CHP’ye “tükürük yalatma” cezası mı?

Haberin Devamı

2011 seçimlerinin yapılıp yeni Meclis’in oluşmasının üzerinden yaklaşık 11 ay geçti. Bu 11 ay boyunca tutuklu milletvekilleri sorunu ülkenin ve siyasetin önemli gündem maddelerinden biri olmaya devam ediyor.

Bu önemli hukuksal ve yargısal sorun uzun süredir siyasetin en önemli tartışma malzemesi.

Aslında geçmiş örneklere bakıldığında çözüm çok basit: İlgili mahkemenin vermesi gereken tutuksuz yargılama kararı...

Demokrasiye, Türkiye’nin geçmiş deneyimlerine, 50’li yıllardan bu yana zaman zaman yaşanan böyle bir sorunda, evrensel hukuka uygun düşen uygulama tutuklu 8 milletvekilinin 2011 yılı Haziran ayında serbest bırakılmasıydı. Örneğin en son 2007 seçimleri sonrasında PKK davasından tutuklu yargılanan Sabahat Tuncel’in seçilir seçilmez serbest bırakılmıştı.

Fakat bu defa öyle olmadı. İlgili özel yetkili mahkemeler sözbirliği etmişçesine direndi. Bütün tartışmalara kulağını tıkadı yargıçlar. Evrensel hukuk ilkeleri, ileri demokrasi standartları da anlam ifade etmedi.

CHP ve BDP direniş, boykot yöntemleriyle AKP’yi harekete geçirmeye çalıştılar ama o da sonuç vermedi.

CHP, AKP ile bu konuda bir protokol yaparak yemin boykotundan vazgeçmişti; bekliyordu ki hükümetin de girişimleriyle bu konu en kısa zamanda çözülecek.

Ama çözülemedi. Çözülebilme olasılığı da yok.

AKP sözcüsü Hüseyin Çelik, önceki gün akşam saatlerinde partisinin MYK toplantısında bu konuda alınan kararı, milletvekillerinin serbest bırakılması için yapılacak yasa değişikliğinin sakınca doğurabileceğini, ayrıca anayasaya da aykırı olacağını açıkladı.
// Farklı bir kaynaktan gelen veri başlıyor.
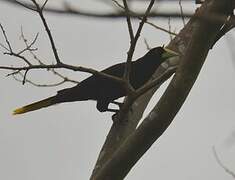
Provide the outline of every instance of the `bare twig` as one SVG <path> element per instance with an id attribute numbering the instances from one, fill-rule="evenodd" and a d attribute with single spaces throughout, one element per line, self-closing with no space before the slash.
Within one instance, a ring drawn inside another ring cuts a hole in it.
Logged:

Aslında AKP başından itibaren bu meselenin çözümüne, milletvekillerinin serbest bırakılmasına karşı. Aslında sözkonusu isimlerin aday yapılmasına da büyük tepki göstermişti Başbakan Erdoğan; bu durumu “Silivri’den tünel kazma” olarak nitelemişti.

CHP’nin yemin boykutu sırasında çok önemli bir iddiası daha olmuştu Başbakan Erdoğan’ın. “Göreceksiniz tükürdüklerini yalayacaklar” demişti.

Yani CHP’nin direnişi bırakıp “tıpış tıpış gelip” yemin edeceğini söylemişti. Oysa CHP’liler “AKP ile protokol yaptık bu sorun çözülecek” diye beklentiyi sıcak tutmaya çalışıyordu.

AKP “öneri getirin” dedi CHP’ye ama getirilen her öneriyi de bir kulp bulup reddetti.

Önce dendi ki, “Eğer bu milletvekillerini serbest bıraktıracak bir yasal düzenleme yapılırsa maazallah Murat Karayılan da (PKK’nın Kandil Dağı’ndaki liderlerinden biri) aday olup gelir Meclis’te aramıza oturabilir...”

Bu tehditle susturuldu muhalefet...

Ardından başka öneriler de geldi hepsi reddedildi.

Son haftalarda ne olduysa konu yeniden sıcaklaştı. AKP muhalefete göz kırptı, Meclis Başkanı Cemil Çiçek devreye girdi, uzlaşma sağlandı. Bulunan formül iktidar partisine iki hafta önce sunuldu.

Cevap: Olmaz... Sakıncaları var, ayrıca Anayasa’ya da aykırı...

AKP, Başbakan Erdoğan’ın 11 ay önce söylediği gibi CHP’ye ceza çektiriyor, “tükürdüklerini yalatıyor”...

Çözüm özel yetkili mahkeme yargıçlarının insafında...

Aslında Ankara’nın, iktidarın estirdiği hakim rüzgar yön değiştirirse hiç kuşku yok ki yargıçların bu konudaki tutumları da değişir ve tutuklu milletvekilleri bir iki hafta içinde serbest kalıp Meclis çalışmalarına katılabilir.

Bunun da örneği yakın zamanda yaşandı.

Deniz Feneri davasında öyle olmadı mı?

Oldu. Ama acaba tutuklu vekiller konusunda da rüzgarın yönü değişecek mi?